Front. Microbiol., 10 August 2016 |

Commentary: Phage Therapy of Staphylococcal Chronic Osteomyelitis in Experimental Animal Model

  • Department of Microbiology, The Ohio State University, Mansfield, Ohio, USA

A commentary on
Phage Therapy of Staphylococcal Chronic Osteomyelitis in Experimental Animal Model

by Kishor, C., Mishra, R. R., Saraf, S. K., Kumar, M., Srivastav, A. K., and Nath, G. (2016). Indian J. Med. Res. 143, 87–94. doi: 10.4103/0971-5916.178615

Phage therapy—the use of bacterial viruses as equivalents of antibacterial “drugs”—has been practiced for nearly 100 years. Much, particularly since the 1940s, has taken place in the former Soviet Union. Nevertheless, interest in phage therapy in Western countries has been steadily building since the 1980s. Much of this interest has been in response to growing concerns over antibiotic resistance, though there are concerns, as well, over antibiotic side effects (Langdon et al., 2016). Phage therapy in many cases has been used as a means of treating chronic bacterial infections which may be tolerant to antibiotic treatment rather than necessarily also genetically resistant. This antibiotic tolerance is thought to occur predominantly as a consequence of bacterial growth within biofilms (Olsen, 2015). In practice, however, what is going on is that phage therapy has been used to treat bacterial infections against which antibiotics, often following months or years of treatment, have not been successful (e.g., Rhoads et al., 2009; Wright et al., 2009; Miedzybrodzki et al., 2012).

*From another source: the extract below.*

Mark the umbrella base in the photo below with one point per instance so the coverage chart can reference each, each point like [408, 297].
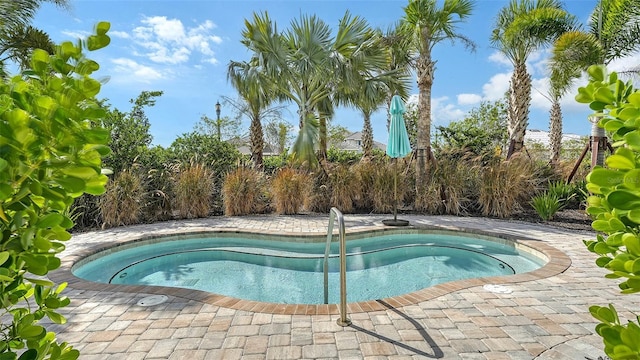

Despite this clinical aspect of phage therapy, pre-clinical studies have not tended to focus experimentally on chronic bacterial infections. There have been exceptions, however, particularly in which a fair amount of time has elapsed between bacterial challenge and start of phage treatment (Table 1). Here I focus on the recent study of Kishor et al. (2016), which employs the longest delay of which I am aware, in an animal model, between bacterial challenge and phage application.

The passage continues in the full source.